Technology is the great emancipator. With it we can do things ourselves that we needed others to do for us before.
Of course, the examples are endless. As we approach tax season, just think how many people do their own taxes online with TurboTax or other online programs when before they needed an accountant to do it for them. Similarly, it was common to have secretaries supporting various office tasks and now we pretty much have all become our own desktop publishers and office productivity mavens. I remember having a graphics department years ago for creating presentations and a research department for investigating issues, events, people, and causes, now with all the productivity tools and the Internet, it’s all at our fingertips.
Wired Magazine, February 2010 in an article called “Atoms Are The New Bits” by Chris Anderson states that “the Internet democratized publishing, broadcasting, and communications, and the consequence was a massive increase in the range of participation and participants in everything digital.”
With technology, we are free to help ourselves. We are independent, self-sufficient, and that’s typically how we like it. And not only are we able to do for ourselves, but the barriers to entrance for entrepreneurs and small companies have come way down.
The author states: “In the age of democratized industry, every garage is a potential micro-factory, every citizen a potential entrepreneur.” Similarly, Cory Doctorow wrote in The Makers that “The days of General Electric, and General Mills, and General Motors are over. The money on the table…can be discovered and exploited by smart, creative people.”
We all know how Steve Wozniak and Steve Jobs, working out of a garage building computers, started Apple. Similarly, how Michael Dell started operations out of his dorm room. Nowadays, we see more and more people going out on their own as contract workers and as teleworkers, not tied to particular companies or work locations. They have been freed by technology to work for whom they want and where they want.
At the extreme and in certain cases, there is a perception that “working with a company often imposes higher transaction costs then running a project online…Companies are full of bureaucracy, procedures, and approval processes, a structure designed to defend the integrity of the organization...[instead] the new industrial organizational model [is] built around small pieces loosely joined. Companies are small virtual, and informal. Most participants are not employees. They form and re-form on the fly driven by ability and need rather than affiliation and obligation.”
While I do not believe that companies will be disadvantaged for large and complex projects like building a bridge or designing a new commercial airline, there is no doubt that technology is changing not only what we can do ourselves, but also how and when we associate ourselves with others. We can do work for ourselves or for others practically on the fly. We can communicate immediately and over long distances with ease. We can form relationships on social networks for specific tasks or as desired and then reorient for the next. There is a new flexibility brought about by a do it yourself culture facilitated with simple, affordable, and readily available technology, and this DIY phenomenon is only going to increase and accelerate as the technology advances further and further.
Some important implications are as follows:
- One, we need to constantly look for cost-savings in the organization and at home from the new technologies that we are bringing online enabling us to do more ourselves—there are cost offsets for the support we needed before and no longer require.

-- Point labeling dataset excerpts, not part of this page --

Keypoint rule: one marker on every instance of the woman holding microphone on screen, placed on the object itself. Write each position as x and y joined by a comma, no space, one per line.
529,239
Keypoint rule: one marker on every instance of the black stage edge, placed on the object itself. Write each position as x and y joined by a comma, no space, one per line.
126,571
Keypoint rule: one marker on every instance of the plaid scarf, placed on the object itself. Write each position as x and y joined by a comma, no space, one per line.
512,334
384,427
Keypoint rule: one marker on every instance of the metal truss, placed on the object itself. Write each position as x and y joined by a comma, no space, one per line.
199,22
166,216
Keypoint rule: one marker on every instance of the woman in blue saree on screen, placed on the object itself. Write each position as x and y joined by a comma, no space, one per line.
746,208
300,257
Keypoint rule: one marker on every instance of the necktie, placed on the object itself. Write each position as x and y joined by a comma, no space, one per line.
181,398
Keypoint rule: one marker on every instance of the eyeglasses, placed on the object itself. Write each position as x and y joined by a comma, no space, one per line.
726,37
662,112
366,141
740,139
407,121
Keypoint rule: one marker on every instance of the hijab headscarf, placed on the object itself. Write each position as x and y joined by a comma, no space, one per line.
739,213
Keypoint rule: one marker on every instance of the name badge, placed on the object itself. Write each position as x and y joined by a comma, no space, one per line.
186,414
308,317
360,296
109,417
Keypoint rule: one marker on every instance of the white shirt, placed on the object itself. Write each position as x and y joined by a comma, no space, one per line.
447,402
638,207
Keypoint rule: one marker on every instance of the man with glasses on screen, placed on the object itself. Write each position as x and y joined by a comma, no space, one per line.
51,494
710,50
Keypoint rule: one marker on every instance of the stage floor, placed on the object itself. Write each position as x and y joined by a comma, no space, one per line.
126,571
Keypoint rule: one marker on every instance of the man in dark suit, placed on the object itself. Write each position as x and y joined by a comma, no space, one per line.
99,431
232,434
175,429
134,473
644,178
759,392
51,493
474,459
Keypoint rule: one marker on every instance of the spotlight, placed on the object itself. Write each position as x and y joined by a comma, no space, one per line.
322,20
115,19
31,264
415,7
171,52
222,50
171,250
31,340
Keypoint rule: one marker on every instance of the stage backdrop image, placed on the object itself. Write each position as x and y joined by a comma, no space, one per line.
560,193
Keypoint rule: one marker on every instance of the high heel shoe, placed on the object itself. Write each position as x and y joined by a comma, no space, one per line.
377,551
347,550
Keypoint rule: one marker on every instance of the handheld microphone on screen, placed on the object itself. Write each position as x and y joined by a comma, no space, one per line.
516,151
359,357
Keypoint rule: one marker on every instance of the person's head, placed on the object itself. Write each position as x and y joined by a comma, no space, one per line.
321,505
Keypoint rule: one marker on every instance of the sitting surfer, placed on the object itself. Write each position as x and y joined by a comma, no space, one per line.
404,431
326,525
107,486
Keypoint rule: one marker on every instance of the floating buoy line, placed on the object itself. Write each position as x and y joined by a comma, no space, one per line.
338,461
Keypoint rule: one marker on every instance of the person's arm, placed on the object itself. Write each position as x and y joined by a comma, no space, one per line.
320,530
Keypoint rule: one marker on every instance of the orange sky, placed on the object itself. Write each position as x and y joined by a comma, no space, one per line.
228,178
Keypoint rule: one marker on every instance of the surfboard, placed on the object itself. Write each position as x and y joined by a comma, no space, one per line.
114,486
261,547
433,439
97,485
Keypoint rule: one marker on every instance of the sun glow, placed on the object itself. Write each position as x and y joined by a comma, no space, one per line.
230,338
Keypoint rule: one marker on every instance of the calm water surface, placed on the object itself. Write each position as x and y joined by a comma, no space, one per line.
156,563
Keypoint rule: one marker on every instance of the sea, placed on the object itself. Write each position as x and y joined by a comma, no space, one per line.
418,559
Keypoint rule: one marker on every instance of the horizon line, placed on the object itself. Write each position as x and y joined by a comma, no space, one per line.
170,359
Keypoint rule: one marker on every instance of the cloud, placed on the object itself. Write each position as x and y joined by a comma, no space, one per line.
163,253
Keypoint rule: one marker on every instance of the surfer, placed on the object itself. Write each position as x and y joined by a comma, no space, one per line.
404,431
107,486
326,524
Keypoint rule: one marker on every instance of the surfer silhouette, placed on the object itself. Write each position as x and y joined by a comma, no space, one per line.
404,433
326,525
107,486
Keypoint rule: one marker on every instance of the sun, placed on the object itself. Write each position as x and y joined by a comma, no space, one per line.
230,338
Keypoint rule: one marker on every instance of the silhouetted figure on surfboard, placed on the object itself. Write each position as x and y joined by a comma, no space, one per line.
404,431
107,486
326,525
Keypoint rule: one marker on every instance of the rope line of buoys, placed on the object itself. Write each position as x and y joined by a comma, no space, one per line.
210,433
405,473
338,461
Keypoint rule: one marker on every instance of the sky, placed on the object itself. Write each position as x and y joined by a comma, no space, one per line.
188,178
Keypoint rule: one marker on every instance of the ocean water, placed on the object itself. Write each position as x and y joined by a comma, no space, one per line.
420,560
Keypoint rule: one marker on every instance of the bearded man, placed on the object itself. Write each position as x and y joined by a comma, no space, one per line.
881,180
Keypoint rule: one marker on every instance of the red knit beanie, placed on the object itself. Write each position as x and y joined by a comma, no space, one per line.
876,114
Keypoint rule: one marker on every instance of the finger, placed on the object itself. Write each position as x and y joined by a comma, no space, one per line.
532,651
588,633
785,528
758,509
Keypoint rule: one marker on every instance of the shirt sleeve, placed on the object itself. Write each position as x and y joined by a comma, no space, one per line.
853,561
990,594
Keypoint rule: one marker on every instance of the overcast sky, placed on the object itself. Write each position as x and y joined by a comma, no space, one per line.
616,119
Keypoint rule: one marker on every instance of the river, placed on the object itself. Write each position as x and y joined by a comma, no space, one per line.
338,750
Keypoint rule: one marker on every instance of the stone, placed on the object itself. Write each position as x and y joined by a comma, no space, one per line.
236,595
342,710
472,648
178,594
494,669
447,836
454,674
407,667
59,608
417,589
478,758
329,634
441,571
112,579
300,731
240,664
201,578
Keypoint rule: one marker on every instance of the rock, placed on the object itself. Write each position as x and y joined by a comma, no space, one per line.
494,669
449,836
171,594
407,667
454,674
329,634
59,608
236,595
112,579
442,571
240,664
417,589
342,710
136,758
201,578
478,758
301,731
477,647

- Secondly, we need to encourage our employees to take advantage of the new technologies, to learn them, and use them to their utmost and not to fear them.
- Thirdly, the next generation of workers is going to demand more flexibility, empowerment, and continued work-life balance based on their increasing ability to go it alone, if necessary.
- Finally, new technologies that are user-centric—easy to use and useful—will outperform technologies that are overly complex and not intuitive; the new normal is do it yourself and technologies that don’t simply enable that will be finished.